Getting the Topmost Hierarchical Parent in T-SQL

Wednesday, May 14, 2014

Introduction

It is normal in databases to have hierarchical tables, that is, tables that are related with themselves, forming a parent-child relation. For example, consider this:

The parent_id column points to the parent record, which, in some cases, will not exist.

So, imagine we have a number of records, such as:

        1: INSERT INTO dbo.list (id, parent_id) VALUES (1, NULL)

       2: INSERT INTO dbo.list (id, parent_id) VALUES (2, 1)

       3: INSERT INTO dbo.list (id, parent_id) VALUES (3, 2)

       4: INSERT INTO dbo.list (id, parent_id) VALUES (4, 3)

How can we find the id of the topmost parent? In this case, it will always be 1, of course.

In SQL Server, we have two options:

A Common Table Expression (CTE);
A recursive function.

Let’s see how to implement each.

Common Table Expression Approach

We need to write a CTE that starts with some record and goes all the way up until it finds the parent.
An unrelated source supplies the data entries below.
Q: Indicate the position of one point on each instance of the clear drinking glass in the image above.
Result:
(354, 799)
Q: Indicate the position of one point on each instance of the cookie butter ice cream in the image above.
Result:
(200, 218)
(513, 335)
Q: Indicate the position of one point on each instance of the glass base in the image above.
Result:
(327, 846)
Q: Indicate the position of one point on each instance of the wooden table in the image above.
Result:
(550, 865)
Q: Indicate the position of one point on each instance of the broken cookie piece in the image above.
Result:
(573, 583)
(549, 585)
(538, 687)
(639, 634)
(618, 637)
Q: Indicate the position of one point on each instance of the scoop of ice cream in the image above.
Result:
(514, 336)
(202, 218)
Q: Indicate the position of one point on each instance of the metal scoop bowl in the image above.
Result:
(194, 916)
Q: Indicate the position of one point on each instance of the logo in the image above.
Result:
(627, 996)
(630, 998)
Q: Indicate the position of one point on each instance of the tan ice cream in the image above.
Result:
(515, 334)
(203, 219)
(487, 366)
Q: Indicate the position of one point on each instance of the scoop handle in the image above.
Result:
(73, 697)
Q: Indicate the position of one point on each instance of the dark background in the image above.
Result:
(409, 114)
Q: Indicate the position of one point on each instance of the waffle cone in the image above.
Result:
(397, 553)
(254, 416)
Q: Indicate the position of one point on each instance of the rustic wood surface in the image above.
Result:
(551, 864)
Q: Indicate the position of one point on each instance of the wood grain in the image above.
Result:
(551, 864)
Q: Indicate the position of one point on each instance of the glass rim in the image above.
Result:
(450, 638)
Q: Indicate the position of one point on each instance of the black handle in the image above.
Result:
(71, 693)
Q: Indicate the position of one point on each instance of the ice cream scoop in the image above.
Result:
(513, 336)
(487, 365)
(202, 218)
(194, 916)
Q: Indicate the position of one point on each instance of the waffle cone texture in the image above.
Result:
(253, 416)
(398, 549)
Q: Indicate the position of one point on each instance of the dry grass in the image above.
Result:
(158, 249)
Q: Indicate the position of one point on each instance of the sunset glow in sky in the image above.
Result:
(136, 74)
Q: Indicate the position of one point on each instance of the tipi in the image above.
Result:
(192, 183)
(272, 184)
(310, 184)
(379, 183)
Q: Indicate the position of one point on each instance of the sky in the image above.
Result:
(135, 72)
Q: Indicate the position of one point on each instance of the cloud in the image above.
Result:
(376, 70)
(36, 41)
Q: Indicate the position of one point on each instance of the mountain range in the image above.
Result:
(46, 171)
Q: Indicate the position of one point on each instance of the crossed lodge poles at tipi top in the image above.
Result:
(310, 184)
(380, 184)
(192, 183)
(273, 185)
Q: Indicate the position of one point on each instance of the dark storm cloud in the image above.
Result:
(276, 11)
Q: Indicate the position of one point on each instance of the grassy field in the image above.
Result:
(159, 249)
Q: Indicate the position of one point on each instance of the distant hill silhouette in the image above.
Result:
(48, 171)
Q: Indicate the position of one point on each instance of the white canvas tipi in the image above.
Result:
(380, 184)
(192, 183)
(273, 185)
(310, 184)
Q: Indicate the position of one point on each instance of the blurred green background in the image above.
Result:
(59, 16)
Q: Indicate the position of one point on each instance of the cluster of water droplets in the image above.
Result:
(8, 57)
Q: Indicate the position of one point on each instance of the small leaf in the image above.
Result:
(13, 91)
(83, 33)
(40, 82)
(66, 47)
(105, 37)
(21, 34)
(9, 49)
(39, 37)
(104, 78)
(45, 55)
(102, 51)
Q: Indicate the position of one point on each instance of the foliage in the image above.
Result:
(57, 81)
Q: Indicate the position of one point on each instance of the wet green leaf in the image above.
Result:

Let’s wrap it in a nice scalar function:

       1: CREATE FUNCTION dbo.GetTopmostParentCTE

       2: (

       3:     @id INT

       4: ) 

       5: RETURNS INT

       6: AS

       7:     BEGIN

       8:         DECLARE @parentId INT

       9:  

      10:         ;WITH cte AS 

      11:         (

      12:             SELECT a.id, a.parent_id

      13:             FROM dbo.list AS a 

      14:             WHERE a.id = @id

      15:             UNION ALL

      16:             SELECT b.id, b.parent_id 

      17:             FROM dbo.list AS b

      18:             INNER JOIN cte AS c

      19:             ON c.parent_id = b.id

      20:         )

      21:  

      22:         SELECT TOP 1 @parentId = id

      23:         FROM cte

      24:         WHERE parent_id IS NULL

      25:  

      26:         RETURN @parentid

      27:     END

      28: GO

I won’t explain here how CTEs work, they have been around for quite some time, and there are several posts how there for that.

Recursive Function Approach

The other approach is using a recursive function. The gotcha here is that when we create a function, it is compiled, and if it has a reference to itself – which doesn’t exist first – it will fail. Therefore, we need to first create a dummy function and then change it to do what we want:

       1: CREATE FUNCTION dbo.GetTopmostParent

       2: (

       3:     @id INT

       4: )

       5: RETURNS INT

       6: AS

       7: BEGIN

       8:     RETURN

       9:     (

      10:         SELECT 0

      11:     )

      12: END

      13: GO

      14:  

      15: ALTER FUNCTION dbo.GetTopmostParent

      16: (

      17:     @id INT

      18: )

      19: RETURNS INT

      20: AS

      21: BEGIN

      22:     RETURN

      23:     (

      24:         SELECT CASE WHEN parent_id IS NULL THEN id ELSE dbo.GetTopmostParent(parent_id) END

      25:         FROM dbo.list

      26:         WHERE id = @id

      27:     )

      28: END

      29: GO

Conclusion

You can get results from the two functions by running the following T-SQL queries:

       1: SELECT dbo.GetTopmostParent(4)

       2: SELECT dbo.GetTopmostParentCTE(4)

Interesting, both execution plans are exactly the same:

I can’t really recommend one over the other, since from my tests, both took the same amount of time (you will need far more records than the ones from my sample to tell that).

So, any thoughts from database gurus out there?

2 Comments

Hi, allthough the plans are the same, I can see much less reads and duration when using the profiler when using the recursive function. So it seems to me the recursive function performs better. BTW: the TOP 1 is not needed in the recursive function.

Hugo - Wednesday, May 14, 2014 7:14:37 AM

Hi, Hugo!

Thanks, I had that same impression, but I'm not an expert on databases.

Keep coming by!

Ricardo Peres - Wednesday, May 14, 2014 9:25:05 AM